In der jetzt abgeschlossenen Urabstimmung stimmten 86% für den Abschluss.
Ausschlaggebend für dieses positive Votum sei vor allem die Tatsache, dass es gelungen sei, erstmals einen eigenständigen Tarifvertrag für die Ärztinnen und Ärzte an Universitätskliniken zu erkämpfen, betonte der Vorsitzende des Marburger Bundes, Dr. Frank Ulrich Montgomery, heute in Berlin.
Nach wochenlangen intensiven Streiks an den Unikliniken hatten sich Arbeitgeber und Marburger Bund auf einen ärztespezifischen Vertrag geeinigt, der bereits am 1. Juli 2006 deutliche Gehaltszuwächse, eine bessere Bezahlung von Ruf- und Bereitschaftsdiensten sowie eine Reihe von Regelungen zur Verbesserungen der Arbeitsbedingungen vorsieht.
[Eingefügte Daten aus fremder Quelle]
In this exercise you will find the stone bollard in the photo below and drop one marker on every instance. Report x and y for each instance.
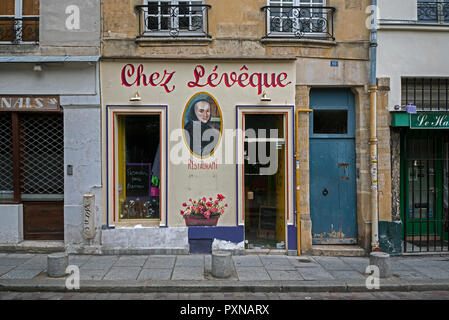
(221, 264)
(382, 261)
(57, 263)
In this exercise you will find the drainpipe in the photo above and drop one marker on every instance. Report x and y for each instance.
(298, 202)
(373, 130)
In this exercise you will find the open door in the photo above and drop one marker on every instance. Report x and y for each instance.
(265, 180)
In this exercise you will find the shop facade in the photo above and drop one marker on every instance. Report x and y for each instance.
(414, 82)
(50, 123)
(254, 72)
(170, 168)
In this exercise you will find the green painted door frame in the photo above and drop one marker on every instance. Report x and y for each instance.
(422, 218)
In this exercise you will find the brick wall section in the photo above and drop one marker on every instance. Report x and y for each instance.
(303, 102)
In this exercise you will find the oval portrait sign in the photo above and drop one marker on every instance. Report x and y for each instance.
(202, 124)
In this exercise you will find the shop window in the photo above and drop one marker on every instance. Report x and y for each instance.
(19, 21)
(139, 163)
(436, 11)
(31, 157)
(299, 18)
(6, 163)
(330, 121)
(174, 18)
(427, 94)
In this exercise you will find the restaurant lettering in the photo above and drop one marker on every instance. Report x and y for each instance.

Nicht durchsetzen konnte sich die Ärztegewerkschaft mit ihrer Forderung nach Einbezug der Ärzte in den psychiatrischen Landeskliniken und nach einer Ost-Westangleichung der Gehälter, die am eisernen „Nein“ der ostdeutschen Finanzminister gescheitert ist. „Hier mussten wir eine schwere Kröte schlucken“, so Dr. Montgomery.
Insgesamt bewertete der Vorsitzende der Ärztegewerkschaft den Abschluss als einen hinnehmbaren Kompromiss, der auch ein deutliches Signal für die kommunalen Arbeitgeber darstelle. „Der Marburger Bund ist verhandlungs- und einigungsfähig“, betonte Dr. Montgomery.